Gerard Hodgins, Danny Caldwell and I were in Belfast High Court this morning, almost nineteen years to the day when we and our co-accused were charged, to hear whether the Appeal Court would give its reasons why our convictions in relation to the alleged kidnapping of police informer Sandy Lynch were quashed last October.Back then, after another hearing, the Lord Chief Justice, Sir Brian Kerr, had stated that he and his two Appeal Court colleagues had read ‘the secret annexe’ sent to the Court by the Criminal Cases Review Commission, and could see no reason why it shouldn’t be made public. The Public Prosecution Service then appealed for secrecy on the grounds of ‘national security’. Today, it was revealed that the PPS had two meetings with the judges, from which the lawyers of we, the former defendants, were excluded.
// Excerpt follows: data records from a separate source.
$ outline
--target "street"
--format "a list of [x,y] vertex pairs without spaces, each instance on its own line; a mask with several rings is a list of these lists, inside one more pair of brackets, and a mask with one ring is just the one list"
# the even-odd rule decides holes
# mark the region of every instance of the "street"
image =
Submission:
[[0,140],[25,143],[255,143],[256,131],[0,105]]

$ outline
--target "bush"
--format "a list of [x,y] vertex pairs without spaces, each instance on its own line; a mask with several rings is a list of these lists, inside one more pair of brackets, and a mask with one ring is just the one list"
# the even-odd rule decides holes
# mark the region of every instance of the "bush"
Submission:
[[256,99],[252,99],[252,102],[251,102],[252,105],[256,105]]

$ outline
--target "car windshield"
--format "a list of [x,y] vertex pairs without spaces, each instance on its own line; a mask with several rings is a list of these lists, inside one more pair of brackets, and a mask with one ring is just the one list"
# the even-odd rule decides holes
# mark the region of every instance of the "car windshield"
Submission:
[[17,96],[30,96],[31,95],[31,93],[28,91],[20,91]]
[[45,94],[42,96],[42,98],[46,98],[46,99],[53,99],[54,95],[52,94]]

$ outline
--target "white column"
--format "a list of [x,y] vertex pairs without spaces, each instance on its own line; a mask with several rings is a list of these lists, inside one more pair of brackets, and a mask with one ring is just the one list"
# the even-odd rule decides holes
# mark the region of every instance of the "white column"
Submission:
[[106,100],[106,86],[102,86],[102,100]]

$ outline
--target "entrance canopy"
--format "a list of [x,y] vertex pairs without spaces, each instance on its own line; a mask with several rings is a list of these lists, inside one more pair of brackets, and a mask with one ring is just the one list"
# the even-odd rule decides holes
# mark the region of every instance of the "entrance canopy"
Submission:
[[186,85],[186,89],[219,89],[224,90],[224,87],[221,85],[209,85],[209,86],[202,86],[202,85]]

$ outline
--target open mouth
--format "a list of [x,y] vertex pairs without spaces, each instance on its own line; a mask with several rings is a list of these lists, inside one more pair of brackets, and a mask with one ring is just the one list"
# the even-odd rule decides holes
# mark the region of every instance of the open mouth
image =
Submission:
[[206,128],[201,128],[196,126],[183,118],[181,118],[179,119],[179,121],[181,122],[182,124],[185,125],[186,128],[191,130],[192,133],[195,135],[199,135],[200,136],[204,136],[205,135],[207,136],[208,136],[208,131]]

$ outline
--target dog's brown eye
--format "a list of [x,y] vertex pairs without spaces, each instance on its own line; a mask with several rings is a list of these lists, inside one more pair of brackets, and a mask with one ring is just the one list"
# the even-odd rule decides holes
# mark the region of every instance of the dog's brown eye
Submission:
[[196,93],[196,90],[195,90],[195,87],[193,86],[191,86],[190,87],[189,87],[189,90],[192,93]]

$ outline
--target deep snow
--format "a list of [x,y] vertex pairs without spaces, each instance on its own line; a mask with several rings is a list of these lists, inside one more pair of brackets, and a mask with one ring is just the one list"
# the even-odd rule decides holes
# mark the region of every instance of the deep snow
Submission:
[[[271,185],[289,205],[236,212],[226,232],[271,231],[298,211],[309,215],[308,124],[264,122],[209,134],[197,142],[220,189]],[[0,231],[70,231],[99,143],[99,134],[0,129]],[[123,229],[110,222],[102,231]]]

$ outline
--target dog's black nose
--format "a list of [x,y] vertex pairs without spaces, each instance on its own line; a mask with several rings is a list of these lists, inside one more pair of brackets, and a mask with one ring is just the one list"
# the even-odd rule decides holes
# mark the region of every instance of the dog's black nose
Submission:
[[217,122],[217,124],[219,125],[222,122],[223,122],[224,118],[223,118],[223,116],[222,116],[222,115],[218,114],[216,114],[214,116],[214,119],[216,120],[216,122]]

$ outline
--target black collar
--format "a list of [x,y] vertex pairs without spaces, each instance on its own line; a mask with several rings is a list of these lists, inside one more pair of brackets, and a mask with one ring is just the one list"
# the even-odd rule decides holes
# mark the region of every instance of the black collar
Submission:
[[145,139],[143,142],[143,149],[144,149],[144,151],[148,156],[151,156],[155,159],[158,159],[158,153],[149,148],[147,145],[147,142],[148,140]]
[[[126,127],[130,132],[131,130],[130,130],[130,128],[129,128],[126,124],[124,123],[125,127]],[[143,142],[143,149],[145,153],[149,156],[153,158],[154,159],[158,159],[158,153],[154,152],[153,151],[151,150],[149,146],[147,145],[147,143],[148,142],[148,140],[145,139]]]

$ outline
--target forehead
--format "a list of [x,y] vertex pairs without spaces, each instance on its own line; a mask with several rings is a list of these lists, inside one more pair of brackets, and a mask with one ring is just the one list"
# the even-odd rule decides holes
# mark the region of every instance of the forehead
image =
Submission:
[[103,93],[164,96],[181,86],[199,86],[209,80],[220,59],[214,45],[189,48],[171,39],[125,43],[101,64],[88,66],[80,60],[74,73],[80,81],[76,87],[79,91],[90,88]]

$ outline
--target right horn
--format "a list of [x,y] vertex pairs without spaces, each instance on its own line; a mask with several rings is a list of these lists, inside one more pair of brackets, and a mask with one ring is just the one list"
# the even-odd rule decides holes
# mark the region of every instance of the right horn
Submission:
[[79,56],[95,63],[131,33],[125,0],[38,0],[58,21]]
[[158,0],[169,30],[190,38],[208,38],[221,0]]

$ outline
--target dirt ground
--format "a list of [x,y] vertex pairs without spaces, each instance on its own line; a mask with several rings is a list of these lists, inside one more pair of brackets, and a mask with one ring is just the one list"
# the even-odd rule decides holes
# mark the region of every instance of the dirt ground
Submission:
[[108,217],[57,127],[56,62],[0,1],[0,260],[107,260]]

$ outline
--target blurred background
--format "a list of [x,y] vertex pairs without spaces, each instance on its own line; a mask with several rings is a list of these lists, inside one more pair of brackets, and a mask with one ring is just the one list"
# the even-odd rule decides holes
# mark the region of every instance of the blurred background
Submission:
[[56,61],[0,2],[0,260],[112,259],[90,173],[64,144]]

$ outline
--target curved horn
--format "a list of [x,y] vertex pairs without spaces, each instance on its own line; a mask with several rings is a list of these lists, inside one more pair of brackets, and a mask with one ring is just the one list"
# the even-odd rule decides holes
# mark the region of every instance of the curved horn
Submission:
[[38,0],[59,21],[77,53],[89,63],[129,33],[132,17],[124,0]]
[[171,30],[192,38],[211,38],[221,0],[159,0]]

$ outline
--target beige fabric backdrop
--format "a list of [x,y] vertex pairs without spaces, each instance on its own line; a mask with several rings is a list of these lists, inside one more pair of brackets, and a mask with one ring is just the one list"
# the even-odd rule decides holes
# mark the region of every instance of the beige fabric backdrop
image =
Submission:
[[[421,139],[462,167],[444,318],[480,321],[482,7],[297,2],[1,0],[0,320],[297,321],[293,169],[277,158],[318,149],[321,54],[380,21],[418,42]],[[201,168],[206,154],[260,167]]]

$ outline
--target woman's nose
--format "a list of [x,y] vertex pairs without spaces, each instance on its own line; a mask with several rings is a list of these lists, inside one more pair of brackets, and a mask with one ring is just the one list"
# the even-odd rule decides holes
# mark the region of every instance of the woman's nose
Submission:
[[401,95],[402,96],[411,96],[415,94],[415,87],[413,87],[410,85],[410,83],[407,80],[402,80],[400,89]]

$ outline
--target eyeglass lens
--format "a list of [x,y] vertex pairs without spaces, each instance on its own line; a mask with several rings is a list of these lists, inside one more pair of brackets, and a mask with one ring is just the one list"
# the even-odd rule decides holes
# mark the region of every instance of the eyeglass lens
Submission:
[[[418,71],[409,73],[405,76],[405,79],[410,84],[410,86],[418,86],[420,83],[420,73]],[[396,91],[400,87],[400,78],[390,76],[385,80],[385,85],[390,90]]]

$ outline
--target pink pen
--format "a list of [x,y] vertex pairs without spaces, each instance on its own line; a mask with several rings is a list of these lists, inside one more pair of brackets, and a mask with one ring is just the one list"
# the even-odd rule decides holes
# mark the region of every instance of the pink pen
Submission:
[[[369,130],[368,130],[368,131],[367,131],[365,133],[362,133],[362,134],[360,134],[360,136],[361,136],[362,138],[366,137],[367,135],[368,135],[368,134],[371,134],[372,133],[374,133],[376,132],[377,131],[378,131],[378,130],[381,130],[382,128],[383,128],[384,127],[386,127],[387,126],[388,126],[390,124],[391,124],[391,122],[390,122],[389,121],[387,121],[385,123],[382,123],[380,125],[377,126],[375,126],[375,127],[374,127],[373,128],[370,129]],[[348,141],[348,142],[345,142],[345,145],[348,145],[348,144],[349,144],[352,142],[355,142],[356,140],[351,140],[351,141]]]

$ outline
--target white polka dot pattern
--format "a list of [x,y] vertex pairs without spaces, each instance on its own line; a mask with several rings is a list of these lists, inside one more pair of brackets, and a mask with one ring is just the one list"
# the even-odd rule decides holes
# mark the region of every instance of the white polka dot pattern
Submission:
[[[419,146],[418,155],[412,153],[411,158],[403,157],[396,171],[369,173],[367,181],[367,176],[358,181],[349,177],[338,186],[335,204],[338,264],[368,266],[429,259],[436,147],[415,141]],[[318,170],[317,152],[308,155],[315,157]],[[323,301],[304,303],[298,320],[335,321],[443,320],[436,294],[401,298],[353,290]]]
Unsurprisingly, the Appeal Court now agrees with the PPS to suppress that information whilst, at the same time, stating that had the information been available to the Deputy of Public Prosecutions at the time we would probably not even have been charged.
It should not be forgotten that our appeal was based on revelations in the book ‘Stakeknife’ by Greg Harkin and a former British Military Intelligence Officer who goes under the name Martin Ingram, published five years ago. In their book they stated that IRA man Freddie Scappaticci [who had entrapped me] was ‘Stakeknife’, an agent who had been allowed to kill while working for British Intelligence.
I am writing a feature for The Guardian on the background to the case which will be published next week.
Find below today’s judgement.
IN HER MAJESTY’S COURT OF APPEAL IN NORTHERN IRELAND
DANIEL MORRISON and OTHERS
Before Kerr LCJ, Higgins LJ and Coghlin LJ
 This matter was referred to the Court of Appeal by the Criminal Cases Review Commission under section 10 of the Criminal Appeal Act 1995. The report of the Commission contained what were described as ‘confidential annexures’. We declined to read these materials until we had heard submissions from counsel for the appellants and the Crown. In the event, all counsel were unanimous in requesting the court to consider the materials. We concluded that each member of the court should read the annexures separately. Having done so, each of us came independently to the conclusion that the convictions of the appellants could not be regarded as safe and the court duly quashed the convictions.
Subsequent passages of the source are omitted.